I almost did something this morning that I have changed my entire life to avoid doing: I almost ranted on social media.
I know… Pretty boring confession, especially considering the climate of our current society. Everyone’s got something to rant about these days, and everyone has the means to do so to their hearts’ content. It used to be a daily thing for me. I even made a career out of it at one point. But ultimately, it was unhealthy and leaving it all behind has been beyond beneficial. I smile more. I appreciate my daily life. I produce books instead of trickling ideas into a never-ending stream of internet piss. I have stopped screaming into the void (for the most part).

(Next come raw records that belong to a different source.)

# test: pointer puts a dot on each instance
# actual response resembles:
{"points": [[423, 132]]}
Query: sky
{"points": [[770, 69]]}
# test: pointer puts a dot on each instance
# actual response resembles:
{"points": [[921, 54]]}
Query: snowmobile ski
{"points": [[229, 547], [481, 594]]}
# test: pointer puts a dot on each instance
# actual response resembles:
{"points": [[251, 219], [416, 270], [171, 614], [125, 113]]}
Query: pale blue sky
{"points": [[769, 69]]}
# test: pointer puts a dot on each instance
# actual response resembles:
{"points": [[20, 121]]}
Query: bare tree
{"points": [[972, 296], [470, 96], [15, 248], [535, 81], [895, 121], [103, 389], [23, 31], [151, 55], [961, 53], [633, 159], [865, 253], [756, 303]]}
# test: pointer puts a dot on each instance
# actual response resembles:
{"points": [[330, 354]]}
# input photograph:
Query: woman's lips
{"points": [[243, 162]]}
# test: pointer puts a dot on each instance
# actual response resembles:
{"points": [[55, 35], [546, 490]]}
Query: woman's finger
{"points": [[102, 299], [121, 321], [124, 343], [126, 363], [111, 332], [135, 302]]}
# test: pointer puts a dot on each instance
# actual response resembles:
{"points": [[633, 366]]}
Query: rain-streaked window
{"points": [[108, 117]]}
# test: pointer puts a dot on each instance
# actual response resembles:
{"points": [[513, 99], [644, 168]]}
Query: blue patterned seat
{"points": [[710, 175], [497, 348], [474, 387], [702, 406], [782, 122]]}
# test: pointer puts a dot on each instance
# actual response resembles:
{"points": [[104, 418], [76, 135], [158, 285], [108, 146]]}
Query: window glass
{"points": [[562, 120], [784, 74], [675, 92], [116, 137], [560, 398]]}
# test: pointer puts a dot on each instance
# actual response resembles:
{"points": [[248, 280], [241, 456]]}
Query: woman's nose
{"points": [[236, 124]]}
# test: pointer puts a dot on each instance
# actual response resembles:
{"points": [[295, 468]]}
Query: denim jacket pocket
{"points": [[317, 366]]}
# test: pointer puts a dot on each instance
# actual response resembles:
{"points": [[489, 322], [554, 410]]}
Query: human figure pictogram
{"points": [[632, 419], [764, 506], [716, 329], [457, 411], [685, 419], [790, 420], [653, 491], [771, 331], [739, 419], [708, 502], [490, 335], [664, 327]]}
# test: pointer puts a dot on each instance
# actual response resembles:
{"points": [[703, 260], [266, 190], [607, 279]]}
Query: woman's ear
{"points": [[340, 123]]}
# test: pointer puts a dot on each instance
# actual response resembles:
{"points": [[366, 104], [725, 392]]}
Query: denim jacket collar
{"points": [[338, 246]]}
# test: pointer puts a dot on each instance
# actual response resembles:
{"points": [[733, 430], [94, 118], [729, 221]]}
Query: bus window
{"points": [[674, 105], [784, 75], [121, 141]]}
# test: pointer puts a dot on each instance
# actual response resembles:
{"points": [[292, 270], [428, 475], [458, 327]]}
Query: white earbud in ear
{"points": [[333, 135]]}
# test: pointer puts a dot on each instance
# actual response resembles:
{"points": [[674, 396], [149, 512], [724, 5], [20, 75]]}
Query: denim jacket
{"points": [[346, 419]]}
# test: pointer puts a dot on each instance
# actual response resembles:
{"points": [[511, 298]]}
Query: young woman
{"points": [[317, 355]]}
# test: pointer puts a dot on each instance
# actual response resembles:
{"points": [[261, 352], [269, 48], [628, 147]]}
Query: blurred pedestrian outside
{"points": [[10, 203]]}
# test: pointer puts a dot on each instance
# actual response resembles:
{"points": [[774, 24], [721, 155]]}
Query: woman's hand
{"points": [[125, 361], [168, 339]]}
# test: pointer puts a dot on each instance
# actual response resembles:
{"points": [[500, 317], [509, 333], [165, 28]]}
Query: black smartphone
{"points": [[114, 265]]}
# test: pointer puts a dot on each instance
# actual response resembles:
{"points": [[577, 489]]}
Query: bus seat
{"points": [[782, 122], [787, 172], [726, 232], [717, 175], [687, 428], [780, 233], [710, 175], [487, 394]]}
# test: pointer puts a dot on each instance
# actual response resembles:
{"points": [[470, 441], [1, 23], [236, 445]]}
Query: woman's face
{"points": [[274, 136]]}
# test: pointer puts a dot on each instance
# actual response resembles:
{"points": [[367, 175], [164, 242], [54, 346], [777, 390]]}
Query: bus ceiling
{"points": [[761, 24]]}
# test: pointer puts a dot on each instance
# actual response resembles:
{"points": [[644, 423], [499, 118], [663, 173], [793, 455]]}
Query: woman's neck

But still, some current events get under my skin, especially those dealing with hypocrisy, and VERY especially those dealing with a particular religious group for whom hypocrisy is supposed to be a sin, and yet they indulge in it almost by the hour. And since quitting my job to write full time, I’ve found myself with much more time between writing chapters in my books and that time has been slowly allowing my walls around my social media behavior to erode.
When I caught myself mid-rant, I stopped and immediately texted my friend Casey (whom you’ve heard of, I’m sure, if you’ve read this blog for any time). We have a mini support group for former social media ranters, among other things. And when I told him what happened, he immediately came back with his own confessions. It turns out, you guys, that we are living in a profoundly toxic society, and it’s getting worse by the day. And neither Casey nor I are capable of ignoring this fact.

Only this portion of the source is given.